2時間後、二人は目的の村へと辿り着いた。村の規模はそれ程でも無いが、射撃大会の参加者だろうか、ガンマン風の男たちで賑わっている。
「わぁ、すごい人数ですね。勝てそうですか?」
「愚問だな。多少腕に覚えがあろうが所詮は一般人。俺の敵では無い」
集まったガンマンたちを眺めるレイアにきっぱりと言い放つゼロ。

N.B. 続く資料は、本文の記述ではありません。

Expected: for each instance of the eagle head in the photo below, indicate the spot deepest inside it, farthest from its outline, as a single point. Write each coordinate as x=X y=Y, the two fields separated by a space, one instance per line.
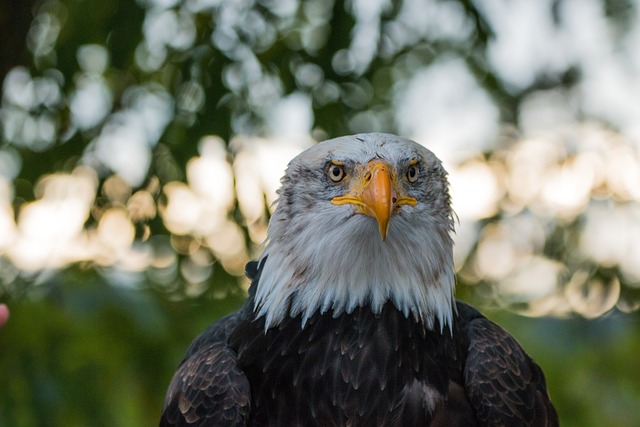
x=360 y=221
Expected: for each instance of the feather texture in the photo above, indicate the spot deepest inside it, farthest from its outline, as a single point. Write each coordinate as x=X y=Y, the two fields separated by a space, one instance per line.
x=342 y=328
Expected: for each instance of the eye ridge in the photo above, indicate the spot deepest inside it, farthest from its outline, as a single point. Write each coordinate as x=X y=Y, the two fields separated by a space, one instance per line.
x=336 y=172
x=413 y=171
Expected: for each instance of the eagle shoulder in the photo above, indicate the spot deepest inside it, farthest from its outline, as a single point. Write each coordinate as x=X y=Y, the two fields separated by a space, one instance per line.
x=209 y=388
x=505 y=387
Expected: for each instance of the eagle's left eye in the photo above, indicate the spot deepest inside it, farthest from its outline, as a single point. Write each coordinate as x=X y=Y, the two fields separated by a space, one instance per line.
x=412 y=173
x=336 y=172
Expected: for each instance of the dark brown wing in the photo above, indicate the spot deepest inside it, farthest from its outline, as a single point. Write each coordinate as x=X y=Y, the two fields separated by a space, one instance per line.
x=209 y=388
x=504 y=385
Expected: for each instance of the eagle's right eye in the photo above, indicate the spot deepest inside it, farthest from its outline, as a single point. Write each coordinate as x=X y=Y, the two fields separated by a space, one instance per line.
x=336 y=172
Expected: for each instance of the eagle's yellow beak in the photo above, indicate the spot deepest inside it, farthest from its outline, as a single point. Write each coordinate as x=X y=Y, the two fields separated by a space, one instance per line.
x=374 y=193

ゼロにとって銃は体の一部であり、命の一部だ。10年以上磨いてきた腕もある。中には名の知れたガンマンも居るかもしれないが、ゼロは勝利を確信していた。
その男が現れるまでは。
「よう、まさかこんな場所でお前に会うなんて思わなかったぜ」
どこからともなく聞こえてきた声によって、ゼロから血の気が引いていく。
「どうしたので・・・・・・わ!」
今まで見せたことのないゼロの表情を心配そうに覗きこんでくるレイアの腕を強引に握り、全速力でその場から離れるゼロ。
(あの声、それにこの気配・・・・・・クソッ、なぜ今まで気が付かなかった!)
走りながらゼロの脳裏にはある男の姿が浮かんでいた。銃の腕も足の速さも、組織の中で唯一適わなかったある男、その男の名は。
「ジャック!」
「おいおいなんでいきなり逃げるかね。挨拶しただけだろ」
砂漠の旅人が砂嵐から身を守るためのローブのような物に身を包み、羽根が刺さったとんがり帽子をかぶったその男は、悠々とゼロたちを追い越し、行く手を阻む。
レイアから見たら目の前の男はがりがりの気の優しそうな青年だ。年齢もゼロと同じくらいだろう。バロードが放っていた嫌な殺気も感じられず、とてもゼロが焦るほどの人物とは思えなかった。しかしゼロはそうは思っていない。その証拠にレイアを握りしめたその腕と顔には大量の汗が浮かび上がっていた。
「久しぶりだな。しかしお前も馬鹿な事したもんだよな。で、あんたがレイアちゃんだな?」
レイアに対して笑いかけるジャック。握手をしようと手を差し出して近づいてくるが、当然ゼロが黙っていない。
「近づくな!」
拳銃を抜き、撃鉄を上げるゼロ。それを見たジャックは驚いて手を上げる。
「こんな村のど真ん中でぶっぱなす気か? らしくないな。それに・・・・・・」
ジャックはゼロが握りしめたレイアの腕に目線を送る。ゼロが力強く握りしめたレイアの腕は赤くはれてしまっていた。
「す、済まない」
痛そうにしているレイアから腕を離すゼロ。ジャックから目線を離したそのほんの一瞬の間に、ジャックはゼロの眼前まで迫っていた。
「ホント、らしくないぜ。今までのお前なら俺が目に入ったとたん躊躇せずコレをぶっ放してたろ。やっぱりその女が原因か?」
片方の腕をゼロの背中に回し、もう片方に握りしめる銃をゼロの胸に押し当てるジャック。レイアは何が起きたのかいまいち理解できず、きょとんとしている。ゼロは銃を握りしめながらも全く動けない。どれだけ早く動こうとも、ジャックが指先を少し引く動作に適う筈も無い。
「安心しな。今お前を殺すつもりは無いぜ。騒ぎになったら射撃大会がおじゃんになっちまう。せっかくならお前との決着はそこで付けたいからよ」
そういってジャックは銃をしまうと、ゼロの背中をポンポン叩く。そして耳元に口を近付け、ゼロに釘を刺す。
「あ、逃げようなんて考えんじゃねーぞ。どこまでも追いかけて必ず殺す。お前1人なら逃げ切れるかもしれねーが、レイアちゃんはどうかな?」
はっはっはと高笑いし、硬直するゼロを尻目にレイアにウインクし、去っていくジャック。その背中を睨みながら、ゼロはしばらく動悸が収まらなかった。